Trump: Fünf mögliche Nachfolger für Bolton-Nachfolge

Nach dem Rauswurf des Hardliners John Bolton muss sich US-Präsident Donald Trump einen neuen Nationalen Sicherheitsberater suchen – den vierten in seiner Amtszeit. Trump sagte gestern, es gebe fünf Bewerber für den Posten, die den Job sehr gerne hätten und die er für sehr qualifiziert halte. Namen nannte er nicht.

Zu Bolton sagte Trump, dieser habe „einige sehr schwere Fehler“ gemacht – etwa als er ein „libysches Modell“ zur nuklearen Abrüstung für Nordkorea vorgeschlagen habe. Der libysche Machthaber Muammar al-Gaddafi hatte 2003 unter internationalem Druck zugestimmt, sein Programm für Massenvernichtungswaffen aufzugeben. Wenige Jahre später wurde Gaddafi entmachtet und getötet.

Trump: Vorstoß wäre für Nordkorea „Katastrophe“ gewesen

Trump sagte, Boltons Vorstoß – den Nordkorea empört zurückgewiesen hatte – sei „eine Katastrophe“ gewesen. „Schauen Sie, was mit Gaddafi passiert ist.“ Trump bemüht sich um ein gutes Verhältnis mit dem nordkoreanischen Machthaber Kim Jong Un, den er inzwischen dreimal getroffen hat und den er als seinen „Freund“ bezeichnet. Trumps Bemühungen haben allerdings bisher nicht zum Ziel einer nuklearen Abrüstung auf der koreanischen Halbinsel geführt.

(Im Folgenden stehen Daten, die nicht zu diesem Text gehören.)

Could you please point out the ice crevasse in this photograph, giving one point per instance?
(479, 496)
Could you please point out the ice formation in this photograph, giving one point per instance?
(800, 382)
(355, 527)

US-Medien berichteten, unter den möglichen Kandidaten für die Bolton-Nachfolge sei der derzeitige US-Botschafter in Deutschland, Richard Grenell. Trump hatte Bolton überraschend wegen inhaltlicher Meinungsverschiedenheiten gefeuert. US-Außenminister Mike Pompeo machte anschließend deutlich, dass Personalwechsel keine grundlegende Änderung von Trumps Außenpolitik bedeuteten.